# Predict Inference (Multi-GPU)
* to generate one single inference request use torchrun on cmd line directly
* the input file can also specify multiple sample requests in a jsonl file (new line delimited json/json per line)

    torchrun --nproc_per_node=8 examples/inference.py \
    -i inference_paramerters.json --checkpoint-path checkpoint.pt \
    --experiment predict2_lora_training_2b_cosmos_nemo_assets

* to repeatedly call inference on a torchrun model the model needs to wait/block on incoming request and outputs
* we use a helper class to  ModelServer/ModelWorker that sits on top of the model that is handling the basic synchronization

In [None]:
import os
from pathlib import Path

output_dir = Path("outputs")

if not (Path.cwd() / "cosmos_predict2").is_dir():
    os.chdir(Path.cwd().parent.parent)  # Change working directory to root
    assert (Path.cwd() / "cosmos_predict2").is_dir(), "Working directory change failed."

os.environ["PYTHONPATH"] = str(os.getcwd())

to use pre-trained checkpoints just specify the model

In [None]:
from cosmos_predict2.config import SetupArguments

setup_args = SetupArguments(
    context_parallel_size=8,
    output_dir=output_dir,
    model="2B/pre-trained",
    keep_going=True,
    experiment="predict2_lora_training_2b_cosmos_nemo_assets",
)

to use a local checkpoint from post-training specify the checkpoint

In [None]:
from cosmos_predict2.config import SetupArguments

checkpoint_path = "checkpoints/nvidia/Cosmos-Predict2.5-2B/consolidated/model.pt"

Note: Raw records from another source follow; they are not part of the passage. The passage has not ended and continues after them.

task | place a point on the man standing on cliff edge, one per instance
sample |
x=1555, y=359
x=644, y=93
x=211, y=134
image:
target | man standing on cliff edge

setup_args = SetupArguments(
    checkpoint_path=checkpoint_path,
    context_parallel_size=8,
    output_dir=output_dir,
    model="2B/pre-trained",
    keep_going=True,
    experiment="predict2_lora_training_2b_cosmos_nemo_assets",
)

Create simple server/worker:
* server will create worker processes with torchrun
* woker will wait for input request from server

In [None]:
from cosmos_gradio.model_ipc.model_server import ModelServer

from cosmos_predict2.gradio.video2world_worker import save_setup_args

# save argumentes will be picked up by torchrun worker processes
save_setup_args(setup_args)

server = ModelServer(
    num_gpus=setup_args.context_parallel_size,
    factory_module="cosmos_predict2.gradio.video2world_worker",
    factory_function="create_worker",
)

# inference

In [None]:
from cosmos_predict2.config import InferenceArguments

asset_dir = "datasets"
prompt = "A nighttime city bus terminal gradually shifts from stillness to subtle movement. At first, multiple double-decker buses are parked under the glow of overhead lights, with a central bus labeled '87D' facing forward and stationary. As the video progresses, the bus in the middle moves ahead slowly, its headlights brightening the surrounding area and casting reflections onto adjacent vehicles. The motion creates space in the lineup, signaling activity within the otherwise quiet station. It then comes to a smooth stop, resuming its position in line. Overhead signage in Chinese characters remains illuminated, enhancing the vibrant, urban night scene."

args = {
    "inference_type": "image2world",
    "name": "bus_terminal",
    "input_path": os.path.join(asset_dir, "base/bus_terminal.jpg"),
    "prompt": prompt,
}


validated_args = InferenceArguments(**args)
status = server.infer(validated_args.model_dump(mode="json"))

In [None]:
from IPython.display import Image, Video, display

result = status.get("result", status)
output_videos = result.get("videos", None)
output_images = result.get("images", None)

if output_images:
    for image in output_images:
        display(Image(image))
if output_videos:
    for video in output_videos:
        display(Video(video, embed=True))

# alternatively use a json file with arguments

In [None]:
output_videos = server.infer({"args_json_file": "datasets/base/bus_terminal.json"})